An innocent conversation with a person who has legitimate business?
Or a social engineering ploy?
If you haven’t heard about social engineering, chances are, you will soon. This has long been a subject of training at places with higher security risks, like banks, the information technology industry, and other companies who hold sensitive information. However, it is trickling down to ordinary people who unwittingly give out information that seems perfectly legitimate.
Social Engineering is one facet of crime in which people contrive to get others to divulge vital information while seeming to be perfectly innocent and legitimate. For instance, a person gains access to an office by pretending to be making a service call to the copy machine when they’re really there to steal confidential information, or a woman dressed as a housekeeper gets in with the pretense of watering the plants, or a criminal makes a phone call and asks a series of innocent-sounding questions to get the person on the other end of the line to divulge names, passwords, or bank account details.

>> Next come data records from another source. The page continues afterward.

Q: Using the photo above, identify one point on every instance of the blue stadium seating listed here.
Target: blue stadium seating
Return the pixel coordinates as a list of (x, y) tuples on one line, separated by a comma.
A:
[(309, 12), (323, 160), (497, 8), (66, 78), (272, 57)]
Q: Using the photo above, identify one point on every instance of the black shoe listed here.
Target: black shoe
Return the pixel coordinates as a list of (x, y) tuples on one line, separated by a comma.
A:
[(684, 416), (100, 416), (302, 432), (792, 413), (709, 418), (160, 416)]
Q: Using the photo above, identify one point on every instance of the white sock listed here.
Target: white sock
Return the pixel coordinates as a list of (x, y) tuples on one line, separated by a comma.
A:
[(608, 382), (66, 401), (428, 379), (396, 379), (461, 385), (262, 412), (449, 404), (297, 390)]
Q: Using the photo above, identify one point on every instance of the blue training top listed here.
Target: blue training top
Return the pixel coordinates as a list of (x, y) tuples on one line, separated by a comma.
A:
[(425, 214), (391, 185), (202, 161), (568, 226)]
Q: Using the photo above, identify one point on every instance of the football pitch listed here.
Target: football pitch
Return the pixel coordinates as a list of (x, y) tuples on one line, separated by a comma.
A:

From there, armed with the stolen information, the crooks will go to the next step of their plot in order to carry out their agenda.
It’s amazing how a fast-talking person with the gift of gab can get people to give out information. In fact, hackers and information thieves often consider it much easier to talk to a person to get a password or other piece of vital information than it is to hack into the system to retrieve it.

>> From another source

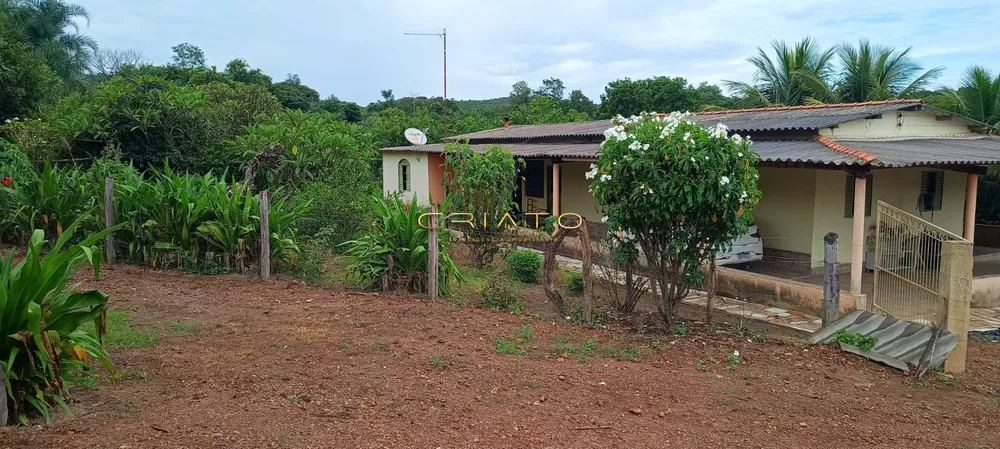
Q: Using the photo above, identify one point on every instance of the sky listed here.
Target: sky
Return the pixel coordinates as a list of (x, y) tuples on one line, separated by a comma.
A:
[(354, 49)]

In the scenario we described above with the person who rings your doorbell, we can think of at least a few possibilities of how you could be more at risk than you think over a simple conversation like that.

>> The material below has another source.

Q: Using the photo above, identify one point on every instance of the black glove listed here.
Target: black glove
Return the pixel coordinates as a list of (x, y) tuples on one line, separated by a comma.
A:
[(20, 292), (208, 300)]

- The person is merely checking to see if you are home, and when they discover that you are, they come up with a legitimate-sounding pretext for what they were doing there. It’s a common technique of burglars to ring the doorbell first to see if anyone is home.
- The person is checking up on one of your neighbors with the intent to do something with the information they extract from you.
- The person is checking you out, perhaps to size you up, get a voice print or an image of you, and go from there to the next step of what they intend to carry out.
None of these scenarios are good. So how do you protect yourself? Here are some tips from our doorbell security company on things that you can do.
- Don’t give out any information, even public-knowledge information. The people engaged in social engineering will frequently use a technique called “Foot in the door” — they will start by asking for simple things and then go in for the kill once you have answered their generic questions. It’s a human tendency to be more likely to answer that “big” question once you’ve answered a couple of small things. Don’t do it. Simply say politely “I’m sorry, I’m not able to give you any information.” Repeat that phrase as many times as necessary if they ask follow-up questions.
- Install a doorbell video camera that you can manage from your smartphone. This accomplishes three things. First, it makes it look like you’re home, even if you’re not. Second, it makes it easier for you to withhold information. Third, it prevents the person at your door from having access to your physical presence. All three of these things are good for your protection.
We hope that you’ll never be the victim of an attempted social engineering attack, but if you are, we hope that these tips will help you to be safe and keep your neighbors or coworkers safe as well.